Proximity to plants and flowers, even if they’re lightly dusted in frost, can work wonders for the psyche. It can ease seasonal sadness, aid concentration and cognitive function, help to relieve stress and anxiety and even help to aid physical ailments and injury. Knowing that nature can aid your health and mental well being, let’s look at some ways in which you can make your garden gorgeous, even in winter.
Add a dash of colour
There’s something uniquely beautiful about the juxtaposition between evergreen firs and shrubs juxtaposed with snow and frost… But whoever said that green was the only colour you could enjoy in the winter month? As the weather gets grey and dark, judiciously employing the right perennials can inject some much needed brightness and vibrancy into your garden.
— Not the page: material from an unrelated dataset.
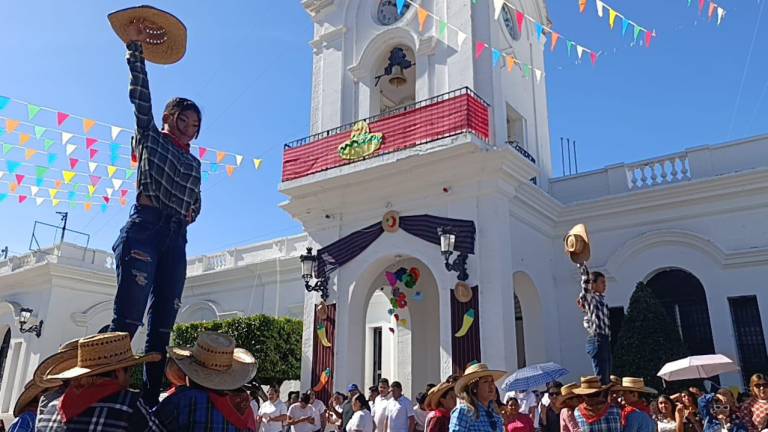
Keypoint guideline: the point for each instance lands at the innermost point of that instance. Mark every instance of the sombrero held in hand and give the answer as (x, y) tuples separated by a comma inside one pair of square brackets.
[(166, 40)]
Any of these old favourites can give even the dankest of gardens some joie de vivre…
- Autumn Joy- Autumn joy can just as easily bring joy in the winter. These late flowering perennials like dry, sunny spots. They yield a lovely burst of pink upon flowering before fading into a fiery copper.
- Asters- Asters resemble daisies and are great for bringing some cheer and colour long into the winter. They’re even fairly hardy, provided that they’re staked down in a sheltered corner.
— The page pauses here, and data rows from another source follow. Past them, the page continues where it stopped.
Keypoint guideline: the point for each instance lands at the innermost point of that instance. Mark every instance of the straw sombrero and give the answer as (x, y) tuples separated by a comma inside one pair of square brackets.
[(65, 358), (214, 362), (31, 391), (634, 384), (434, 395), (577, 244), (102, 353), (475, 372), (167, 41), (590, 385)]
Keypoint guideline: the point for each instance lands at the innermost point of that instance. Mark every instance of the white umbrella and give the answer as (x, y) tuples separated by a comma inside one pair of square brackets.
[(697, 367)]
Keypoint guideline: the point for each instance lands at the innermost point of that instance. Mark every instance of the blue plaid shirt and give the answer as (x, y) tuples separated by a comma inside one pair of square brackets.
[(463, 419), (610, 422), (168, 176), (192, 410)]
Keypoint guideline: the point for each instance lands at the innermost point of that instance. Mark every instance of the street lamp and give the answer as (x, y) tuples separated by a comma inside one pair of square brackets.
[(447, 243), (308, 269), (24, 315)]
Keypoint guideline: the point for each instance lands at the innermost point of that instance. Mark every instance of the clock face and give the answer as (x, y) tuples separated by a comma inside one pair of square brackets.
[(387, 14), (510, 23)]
- Japanese anemones- Perfect for brightening up dark and gloomy corners, these long flowering perennials bloom into long, elegant purple petals.
- Sempervivum- If it’s something pretty but low maintenance you’re looking for, these provide a splash of green all year round and are extremely resilient.
Smells like winter
While we all welcome the scents of toffee nut lattes and mulled wine scented candles, the scents of nature are just as comforting in winter. Pines and firs are a given but for a garden that’s a treat for all the senses, try adding a little witch hazel which will release a decorate licorice smell into the air. Winter honeysuckle is equally easy on the eye and the nose, bringing a lemony scent to your garden’s aroma. If, however it’s a low maintenance evergreen shrub you’re after look no further than the Sarcococca (also known as the Christmas Box). Not only does this blossom into pretty white flowers, it exudes a delicate honey scent right through the winter.
Transforming your garden into a pretty and fragrant winter wonderland is a fairly easy and inexpensive affair that can bring you cheer right through to spring.